Neben der Shakespeareübersetzung ist die bleibende dichterische Leistung der Romantik die Eroberung der romanischen Kunstformen für die deutsche Literatur gewesen. Ihr Streben war mit vollem Bewußtsein auf die Eroberung, Ausbildung und Reinigung der Formen gerichtet. Doch war ihr Verhältnis zu ihnen ein ganz anderes als das der vorhergehenden Generationen. Die Romantiker faßten nicht, wie die Aufklärung, die Form als eine Schönheitsregel der Kunst, ihre Befolgung als eine notwendige Vorbedingung für die erfreuliche oder erhebende Wirkung des Werkes auf. Die Form galt ihnen weder selbst als Regel noch auch als abhängig von Regeln. Diese Auffassung, ohne welche das wahrhaft bedeutende italienische, spanische und portugiesische Übersetzungswerk A. W. Schlegels undenkbar ist, hat sein Bruder philosophisch intentioniert. Jede Form als solche gilt als eine eigentümliche Modifikation der Selbstbegrenzung der Reflexion, einer andern Rechtfertigung bedarf sie nicht, weil sie nicht Mittel zur Darstellung eines Inhalts ist. Das romantische Bemühen um Reinheit und Universalität im Gebrauch der Formen beruht auf der Überzeugung, in der kritischen Auflösung ihrer Prägnanz und Vielfältigkeit (in der Absolutierung der in ihnen gebundenen Reflexion) auf ihren Zusammenhang als Momente im Medium zu stoßen.
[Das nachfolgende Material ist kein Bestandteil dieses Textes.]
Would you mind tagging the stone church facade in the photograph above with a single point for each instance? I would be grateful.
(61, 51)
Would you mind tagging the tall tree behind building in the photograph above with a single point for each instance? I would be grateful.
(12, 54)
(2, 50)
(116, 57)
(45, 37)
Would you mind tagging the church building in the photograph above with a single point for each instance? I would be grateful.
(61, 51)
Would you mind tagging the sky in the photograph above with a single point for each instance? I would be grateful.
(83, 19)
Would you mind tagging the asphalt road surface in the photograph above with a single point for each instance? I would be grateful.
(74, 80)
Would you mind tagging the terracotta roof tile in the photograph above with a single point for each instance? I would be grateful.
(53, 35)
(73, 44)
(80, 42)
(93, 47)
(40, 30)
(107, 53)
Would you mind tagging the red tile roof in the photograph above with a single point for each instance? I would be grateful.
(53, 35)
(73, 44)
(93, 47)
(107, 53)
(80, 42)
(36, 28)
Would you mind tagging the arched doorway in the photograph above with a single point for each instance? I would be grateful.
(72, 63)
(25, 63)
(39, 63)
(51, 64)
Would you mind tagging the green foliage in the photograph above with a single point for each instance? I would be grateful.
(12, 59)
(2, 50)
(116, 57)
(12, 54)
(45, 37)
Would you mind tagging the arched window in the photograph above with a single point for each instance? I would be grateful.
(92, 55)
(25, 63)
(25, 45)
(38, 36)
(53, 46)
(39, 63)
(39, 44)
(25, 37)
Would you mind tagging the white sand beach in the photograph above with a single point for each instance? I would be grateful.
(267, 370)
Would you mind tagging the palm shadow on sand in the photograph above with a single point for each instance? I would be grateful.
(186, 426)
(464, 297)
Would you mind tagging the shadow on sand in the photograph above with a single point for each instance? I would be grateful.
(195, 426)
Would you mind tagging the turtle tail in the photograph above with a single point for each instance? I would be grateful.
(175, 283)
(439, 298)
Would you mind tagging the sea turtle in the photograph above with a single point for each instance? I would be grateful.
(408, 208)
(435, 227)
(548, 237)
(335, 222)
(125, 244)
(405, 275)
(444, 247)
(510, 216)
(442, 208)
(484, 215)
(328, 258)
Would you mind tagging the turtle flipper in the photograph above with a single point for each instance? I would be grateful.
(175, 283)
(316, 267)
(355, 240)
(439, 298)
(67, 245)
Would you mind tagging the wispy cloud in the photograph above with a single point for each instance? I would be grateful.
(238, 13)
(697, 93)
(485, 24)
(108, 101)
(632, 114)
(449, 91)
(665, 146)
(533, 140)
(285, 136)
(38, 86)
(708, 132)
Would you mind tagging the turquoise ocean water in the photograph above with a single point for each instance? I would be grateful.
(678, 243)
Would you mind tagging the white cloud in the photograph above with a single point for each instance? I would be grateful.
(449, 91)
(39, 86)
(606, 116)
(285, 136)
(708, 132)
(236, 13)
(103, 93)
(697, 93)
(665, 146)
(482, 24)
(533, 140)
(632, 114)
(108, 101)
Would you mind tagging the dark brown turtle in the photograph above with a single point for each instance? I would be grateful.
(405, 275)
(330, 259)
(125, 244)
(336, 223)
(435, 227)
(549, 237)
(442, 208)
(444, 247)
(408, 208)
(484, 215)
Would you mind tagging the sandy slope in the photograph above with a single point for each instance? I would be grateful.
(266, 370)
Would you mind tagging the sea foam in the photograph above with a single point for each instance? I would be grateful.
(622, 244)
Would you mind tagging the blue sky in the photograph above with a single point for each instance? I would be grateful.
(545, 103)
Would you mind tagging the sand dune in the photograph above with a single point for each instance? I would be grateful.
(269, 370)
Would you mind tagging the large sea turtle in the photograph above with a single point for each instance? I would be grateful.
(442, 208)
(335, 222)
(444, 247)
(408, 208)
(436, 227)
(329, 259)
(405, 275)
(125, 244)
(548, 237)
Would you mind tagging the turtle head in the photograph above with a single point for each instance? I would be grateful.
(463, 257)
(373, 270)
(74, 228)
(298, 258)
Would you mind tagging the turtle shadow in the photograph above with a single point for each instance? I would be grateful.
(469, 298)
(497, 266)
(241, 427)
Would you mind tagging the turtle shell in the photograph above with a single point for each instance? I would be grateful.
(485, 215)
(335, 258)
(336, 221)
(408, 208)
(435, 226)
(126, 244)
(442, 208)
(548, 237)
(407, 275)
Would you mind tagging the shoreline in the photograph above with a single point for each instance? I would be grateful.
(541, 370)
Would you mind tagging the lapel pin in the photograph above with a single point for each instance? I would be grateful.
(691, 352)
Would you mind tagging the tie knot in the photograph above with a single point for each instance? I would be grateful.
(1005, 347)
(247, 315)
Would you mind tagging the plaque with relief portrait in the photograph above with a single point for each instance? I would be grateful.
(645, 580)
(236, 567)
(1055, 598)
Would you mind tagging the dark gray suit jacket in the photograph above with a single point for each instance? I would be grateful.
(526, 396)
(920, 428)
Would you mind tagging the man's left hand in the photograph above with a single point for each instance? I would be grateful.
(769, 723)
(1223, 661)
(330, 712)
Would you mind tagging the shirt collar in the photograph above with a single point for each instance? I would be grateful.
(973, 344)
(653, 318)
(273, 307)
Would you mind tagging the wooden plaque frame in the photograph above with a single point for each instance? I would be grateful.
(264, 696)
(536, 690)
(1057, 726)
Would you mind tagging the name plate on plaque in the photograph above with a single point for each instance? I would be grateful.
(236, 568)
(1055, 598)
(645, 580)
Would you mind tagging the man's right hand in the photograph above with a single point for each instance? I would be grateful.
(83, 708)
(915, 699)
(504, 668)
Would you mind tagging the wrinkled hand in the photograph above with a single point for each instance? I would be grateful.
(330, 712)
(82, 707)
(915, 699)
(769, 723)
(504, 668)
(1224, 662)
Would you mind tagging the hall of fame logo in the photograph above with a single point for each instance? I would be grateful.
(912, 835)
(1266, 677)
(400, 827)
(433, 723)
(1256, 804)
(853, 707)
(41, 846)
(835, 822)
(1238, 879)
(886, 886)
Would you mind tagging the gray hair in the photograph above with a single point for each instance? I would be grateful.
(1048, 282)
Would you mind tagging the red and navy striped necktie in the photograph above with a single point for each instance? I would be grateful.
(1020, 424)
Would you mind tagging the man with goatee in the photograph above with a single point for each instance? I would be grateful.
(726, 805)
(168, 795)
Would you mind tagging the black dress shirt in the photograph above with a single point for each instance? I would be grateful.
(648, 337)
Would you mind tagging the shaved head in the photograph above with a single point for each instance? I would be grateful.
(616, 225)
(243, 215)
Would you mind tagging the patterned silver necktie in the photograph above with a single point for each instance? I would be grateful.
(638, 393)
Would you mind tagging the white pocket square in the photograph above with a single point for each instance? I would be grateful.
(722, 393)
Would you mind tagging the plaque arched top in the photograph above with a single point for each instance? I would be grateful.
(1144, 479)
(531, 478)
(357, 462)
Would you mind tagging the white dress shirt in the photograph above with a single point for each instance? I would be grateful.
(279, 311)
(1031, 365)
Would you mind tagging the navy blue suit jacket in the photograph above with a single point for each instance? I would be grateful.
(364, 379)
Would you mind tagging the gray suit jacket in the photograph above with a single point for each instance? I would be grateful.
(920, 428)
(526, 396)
Die Idee der Kunst als eines Mediums schafft also zum ersten Male die Möglichkeit eines undogmatischen oder freien Formalismus, eines liberalen Formalismus, wie die Romantiker sagen würden. Die frühromantische Theorie begründet die Geltung der Formen unabhängig vom Ideal der Gebilde. Die ganze philosophische Tragweite dieser Einstellung nach ihrer positiven und negativen Seite zu bestimmen, ist eine Hauptaufgabe der vorliegenden Abhandlung. – Wenn also Friedrich Schlegel von der Denkweise über die Gegenstände der Kunst verlangt, daß sie »absolute Liberalität mit absolutem Rigorismus vereinigt«198 enthalte, so darf man diese Forderung auch auf das Kunstwerk selbst, hinsichtlich seiner Form, beziehen. Eine solche Vereinigung hieße ihm in »dem edleren und ursprünglichen Sinne des Worts korrekt, da es absichtliche Durchbildung … des Innersten … im Werke nach dem Geist des Ganzen, praktische199 Reflexion des Künstlers bedeutet«.200

Dies ist die Struktur des Werkes, für das die Romantiker eine immanente Kritik verlangen. Dieses Postulat birgt eine eigentümliche Paradoxie in sich. Denn es ist nicht abzusehen, wie ein Werk an seinen eigenen Tendenzen kritisiert werden könnte, weil diese Tendenzen, soweit sie einwandfrei feststellbar, erfüllt, und soweit sie unerfüllt, nicht einwandfrei feststellbar sind. Diese letzte Möglichkeit muß im extremen Falle die Gestalt annehmen, daß innere Tendenzen überhaupt fehlen und sonach die immanente Kritik unmöglich werden würde. Der romantische Begriff der Kunstkritik ermöglicht die Auflösung dieser beiden Paradoxien. Die immanente Tendenz des Werkes und demgemäß der Maßstab seiner immanenten Kritik ist die ihm zugrunde liegende und in. seiner Form ausgeprägte Reflexion. Diese ist jedoch in Wahrheit nicht sowohl der Maßstab der Beurteilung, als zuvörderst und in erster Linie die Grundlage einer völlig anderen, nicht beurteilend eingestellten Art von Kritik, deren Schwergewicht nicht in der Einschätzung des einzelnen Werkes, sondern in der Darstellung seiner Relationen zu allen übrigen Werken und endlich zu der Idee der Kunst liegt. Friedrich Schlegel bezeichnet es als die Tendenz seines kritischen Werkes »trotz eines oft peinlichen Fleißes im einzelnen … dennoch alles im ganzen nicht sowohl beurteilend zu würdigen, als zu verstehen und zu erklären«.201 Kritik ist also, ganz im Gegensatz zur heutigen Auffassung ihres Wesens, in ihrer zentralen Absicht nicht Beurteilung, sondern einerseits Vollendung, Ergänzung, Systematisierung des Werkes, andrerseits seine Auflösung im Absoluten. Beide Prozesse fallen letzten Endes, wie sich noch zeigen wird, zusammen. Das Problem der immanenten Kritik verliert seine Paradoxie202 in der romantischen Definition dieses Begriffs, nach welchem er nicht eine Beurteilung des Werkes meint, für die einen ihm immanenten Maßstab anzugeben widersinnig wäre. Kritik des Werkes ist vielmehr seine Reflexion, welche selbstverständlich nur den ihm immanenten Keim derselben zur Entfaltung bringen kann.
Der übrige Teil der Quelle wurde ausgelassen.